Laboe later DJ'd on two syndicated radio shows, both of which were broadcast across the American Southwest. The Art Laboe Connection and Art Laboe Sunday Special. In 2018, Art could be heard in 14 different radio markets including Los Angeles, the Inland Empire, San Diego, Las Vegas, and Phoenix.

==Social impact to Los Angeles==
Laboe contributed to desegregating Los Angeles. As his on-air popularity started to grow, so did Laboe's ability to draw crowds of all ages. While hosting a local radio show, he approached the owner of Scrivner's Drive-In about being a sponsor. In return for buying ad spots, Laboe agreed to tell his audience he would meet them at the drive-in after the show. The success of the post-show meetup led Laboe to host a live remote from Scrivner's Drive-In on the corner of Sunset and Cahuenga in Los Angeles. According to Art, initially the audience was mostly white teenagers. The growing popularity of the live broadcast, coupled with growing police harassment of the teenagers who attended the shows, led Laboe to look for a new location to host dances. Laboe chose the El Monte Legion Stadium. Since it was outside the city limits of Los Angeles, Laboe was not subject to a city ordinance that mandated LA Board of Education approval for any public dance intended for high school students.

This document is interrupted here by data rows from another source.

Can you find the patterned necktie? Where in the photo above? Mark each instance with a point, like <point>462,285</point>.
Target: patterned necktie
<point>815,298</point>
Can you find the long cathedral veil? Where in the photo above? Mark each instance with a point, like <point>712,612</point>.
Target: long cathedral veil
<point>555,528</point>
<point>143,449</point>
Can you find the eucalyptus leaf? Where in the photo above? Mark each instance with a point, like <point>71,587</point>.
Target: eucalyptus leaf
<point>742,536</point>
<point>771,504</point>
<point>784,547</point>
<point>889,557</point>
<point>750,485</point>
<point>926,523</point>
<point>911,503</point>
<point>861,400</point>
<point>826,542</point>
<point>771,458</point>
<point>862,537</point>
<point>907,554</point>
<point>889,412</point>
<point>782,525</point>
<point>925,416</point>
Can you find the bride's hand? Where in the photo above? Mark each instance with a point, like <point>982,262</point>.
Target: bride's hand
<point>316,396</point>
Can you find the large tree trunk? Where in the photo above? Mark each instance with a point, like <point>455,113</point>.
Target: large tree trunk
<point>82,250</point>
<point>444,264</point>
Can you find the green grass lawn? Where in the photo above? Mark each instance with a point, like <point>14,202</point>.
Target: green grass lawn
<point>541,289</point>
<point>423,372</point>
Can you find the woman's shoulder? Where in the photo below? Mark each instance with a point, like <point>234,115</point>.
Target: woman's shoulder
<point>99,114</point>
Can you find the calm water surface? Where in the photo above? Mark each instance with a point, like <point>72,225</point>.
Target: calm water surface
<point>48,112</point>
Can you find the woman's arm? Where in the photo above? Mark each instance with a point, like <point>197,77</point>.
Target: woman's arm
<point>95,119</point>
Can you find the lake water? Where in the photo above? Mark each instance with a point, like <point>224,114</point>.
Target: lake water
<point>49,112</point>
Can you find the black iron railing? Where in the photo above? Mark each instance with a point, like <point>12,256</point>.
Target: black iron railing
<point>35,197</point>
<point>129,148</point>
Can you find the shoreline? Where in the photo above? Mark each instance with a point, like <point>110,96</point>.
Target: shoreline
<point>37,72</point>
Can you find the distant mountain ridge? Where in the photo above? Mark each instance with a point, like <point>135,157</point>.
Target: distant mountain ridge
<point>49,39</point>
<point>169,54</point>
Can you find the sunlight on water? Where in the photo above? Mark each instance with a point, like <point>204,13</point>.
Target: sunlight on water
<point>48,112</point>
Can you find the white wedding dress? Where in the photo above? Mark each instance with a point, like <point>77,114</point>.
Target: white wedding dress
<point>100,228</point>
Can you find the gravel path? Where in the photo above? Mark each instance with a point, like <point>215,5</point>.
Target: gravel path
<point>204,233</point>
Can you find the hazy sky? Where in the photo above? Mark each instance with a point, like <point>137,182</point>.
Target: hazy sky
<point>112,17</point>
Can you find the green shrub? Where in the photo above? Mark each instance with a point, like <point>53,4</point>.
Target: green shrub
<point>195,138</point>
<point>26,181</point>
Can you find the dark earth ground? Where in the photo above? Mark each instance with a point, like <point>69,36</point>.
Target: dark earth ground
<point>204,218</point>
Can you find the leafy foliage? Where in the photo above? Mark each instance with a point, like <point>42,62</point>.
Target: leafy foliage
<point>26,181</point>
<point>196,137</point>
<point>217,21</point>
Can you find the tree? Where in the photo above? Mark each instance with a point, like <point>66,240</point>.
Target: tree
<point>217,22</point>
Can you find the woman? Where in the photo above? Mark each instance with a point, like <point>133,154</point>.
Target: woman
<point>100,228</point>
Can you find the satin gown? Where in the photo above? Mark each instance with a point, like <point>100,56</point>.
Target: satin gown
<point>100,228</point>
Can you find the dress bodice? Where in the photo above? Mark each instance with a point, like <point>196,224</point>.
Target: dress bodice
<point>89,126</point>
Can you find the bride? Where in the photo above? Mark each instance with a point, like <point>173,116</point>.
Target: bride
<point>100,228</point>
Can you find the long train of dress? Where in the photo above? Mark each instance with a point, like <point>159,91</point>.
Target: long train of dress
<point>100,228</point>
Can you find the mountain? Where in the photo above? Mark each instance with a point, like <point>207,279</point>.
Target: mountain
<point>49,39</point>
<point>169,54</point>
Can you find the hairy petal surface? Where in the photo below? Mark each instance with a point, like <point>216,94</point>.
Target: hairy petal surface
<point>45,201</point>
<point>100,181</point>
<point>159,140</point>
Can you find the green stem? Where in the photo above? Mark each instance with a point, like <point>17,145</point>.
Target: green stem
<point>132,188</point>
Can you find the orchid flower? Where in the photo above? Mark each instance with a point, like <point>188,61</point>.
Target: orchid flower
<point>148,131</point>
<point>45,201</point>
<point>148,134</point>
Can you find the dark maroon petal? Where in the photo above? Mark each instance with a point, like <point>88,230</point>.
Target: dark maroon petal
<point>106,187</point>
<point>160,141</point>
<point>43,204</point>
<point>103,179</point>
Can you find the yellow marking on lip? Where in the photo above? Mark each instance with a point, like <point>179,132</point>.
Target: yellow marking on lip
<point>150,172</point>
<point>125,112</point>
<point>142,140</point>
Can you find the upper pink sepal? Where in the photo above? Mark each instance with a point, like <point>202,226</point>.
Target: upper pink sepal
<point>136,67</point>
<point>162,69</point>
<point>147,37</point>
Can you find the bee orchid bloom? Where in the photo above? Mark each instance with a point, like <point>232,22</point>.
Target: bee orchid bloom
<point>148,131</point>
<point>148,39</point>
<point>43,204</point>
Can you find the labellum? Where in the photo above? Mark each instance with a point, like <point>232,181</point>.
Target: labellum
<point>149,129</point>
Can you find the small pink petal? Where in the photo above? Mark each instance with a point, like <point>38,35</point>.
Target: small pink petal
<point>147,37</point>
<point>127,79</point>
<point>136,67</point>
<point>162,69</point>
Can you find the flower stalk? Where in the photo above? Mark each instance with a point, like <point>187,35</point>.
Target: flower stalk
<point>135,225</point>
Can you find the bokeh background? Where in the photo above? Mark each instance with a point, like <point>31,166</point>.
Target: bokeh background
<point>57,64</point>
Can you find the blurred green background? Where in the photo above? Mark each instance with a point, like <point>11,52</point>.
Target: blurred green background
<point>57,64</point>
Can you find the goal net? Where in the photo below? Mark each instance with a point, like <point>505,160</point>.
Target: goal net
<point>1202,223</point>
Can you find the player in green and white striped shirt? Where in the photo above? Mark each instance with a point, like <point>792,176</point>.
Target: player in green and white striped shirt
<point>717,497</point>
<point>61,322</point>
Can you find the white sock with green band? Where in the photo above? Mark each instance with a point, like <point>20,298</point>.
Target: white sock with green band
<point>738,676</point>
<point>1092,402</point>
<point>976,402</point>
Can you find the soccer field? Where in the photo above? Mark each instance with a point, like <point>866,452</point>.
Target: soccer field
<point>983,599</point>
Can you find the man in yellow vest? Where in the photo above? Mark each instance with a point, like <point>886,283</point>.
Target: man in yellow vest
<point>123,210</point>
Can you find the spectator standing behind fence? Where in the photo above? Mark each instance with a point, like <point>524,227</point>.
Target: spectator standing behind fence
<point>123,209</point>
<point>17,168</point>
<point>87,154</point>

Laboe began hosting Saturday night dance shows at the El Monte Legion Stadium, a venue that, until then, had primarily hosted country jamborees and boxing matches. Those events began to attract teenagers of all races, but mostly Hispanic.
In a city divided by topography, neighborhoods, and class, Laboe brought together teenagers of the greater Los Angeles area, regardless of race or class, to one location. He did not discriminate when listeners called to request a song live on-air and was one of the first DJs to allow people of different races to make a request.

==Death==
Laboe died of pneumonia on October 7, 2022, at the age of 97. His final program was produced on October 6 and was later aired on October 9. He is buried at Inglewood Park Cemetery.